Welcome to the first part of a series of tutorials about Directed Probabilistic Graphical Models (PGMs) & Variational methods. Directed PGMs (OR, Bayesian Networks) are very powerful probabilistic modelling techniques in machine learning literature and have been studied rigorously by researchers over the years. Variational Methods are family of algorithms arise in the context of Directed PGMs when it involves solving an intractable integrals. Doing inference on a set of latent variables (given a set of observed variables) involves such an intractable integral. Variational Inference (VI) is a specialised form of variation method that handles this situation.
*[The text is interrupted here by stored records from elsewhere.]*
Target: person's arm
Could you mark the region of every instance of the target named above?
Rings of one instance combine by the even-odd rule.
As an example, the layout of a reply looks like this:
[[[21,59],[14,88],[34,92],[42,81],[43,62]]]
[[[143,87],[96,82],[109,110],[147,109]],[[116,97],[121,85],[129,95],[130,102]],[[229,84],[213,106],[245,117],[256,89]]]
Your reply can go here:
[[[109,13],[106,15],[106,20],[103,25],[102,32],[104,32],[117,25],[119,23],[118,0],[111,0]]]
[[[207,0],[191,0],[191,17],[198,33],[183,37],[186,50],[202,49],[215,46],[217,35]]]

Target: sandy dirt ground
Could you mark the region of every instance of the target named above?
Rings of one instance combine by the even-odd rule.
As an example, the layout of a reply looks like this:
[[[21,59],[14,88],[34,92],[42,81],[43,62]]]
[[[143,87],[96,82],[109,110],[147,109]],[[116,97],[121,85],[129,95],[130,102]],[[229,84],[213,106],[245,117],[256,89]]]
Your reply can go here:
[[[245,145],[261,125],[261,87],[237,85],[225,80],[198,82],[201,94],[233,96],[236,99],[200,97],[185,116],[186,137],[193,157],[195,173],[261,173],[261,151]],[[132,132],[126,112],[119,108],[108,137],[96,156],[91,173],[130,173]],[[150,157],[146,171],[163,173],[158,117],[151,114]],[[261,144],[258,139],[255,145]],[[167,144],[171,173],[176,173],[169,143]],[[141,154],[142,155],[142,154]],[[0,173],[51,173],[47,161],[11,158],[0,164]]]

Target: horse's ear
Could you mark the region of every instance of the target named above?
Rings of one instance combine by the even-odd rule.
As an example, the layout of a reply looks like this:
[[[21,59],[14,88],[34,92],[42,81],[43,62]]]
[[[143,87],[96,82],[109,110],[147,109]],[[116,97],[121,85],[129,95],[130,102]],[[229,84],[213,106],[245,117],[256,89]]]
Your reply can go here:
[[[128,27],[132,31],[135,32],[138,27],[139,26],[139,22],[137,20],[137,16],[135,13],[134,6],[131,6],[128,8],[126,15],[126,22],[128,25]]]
This tutorial is NOT for absolute beginners as I assume the reader to have basic-to-moderate knowledge about Random Variables, probability theories and PGMs. The next tutorial in this series will cover one perticular VI method, namely “Variational Autoencoder (VAE)” built on top of VI.
A review of Directed PGMs
A Directed PGM, also known as Bayesian Network, is a set of random variables (RVs) associated with a graph structure (DAG) expressing conditional independance (CI assumptions) among them. Without the CI assumptions, one had to model the joint distribution over all the RVs, which would’ve been difficult. Fig. 1 shows a typical DAG expressing the conditional independance among the set of participating RVs \(\{X, Y, Z\}\). With the CI assumptions in place, we can write the join distribution over \(X, Y, Z\) as \[ \mathbb{P}(X,Y,Z) = \mathbb{P}(Z|X,Y)\cdot \mathbb{P}(Y|X)\cdot \mathbb{P}(X) \]
In general, joint distribution over a set of RVs \({X_1, X_2, \cdots, X_i, \cdots, X_N}\) with CI assumptions encoded in a graph \(\mathbb{G}\) can be written/factorized as
\[ \mathbb{P}({X_1, X_2, \cdots, X_N}) = \prod_{i=1}^N \mathbb{P}(X_i | Pa_{\mathbb{G}}(X_i)) \]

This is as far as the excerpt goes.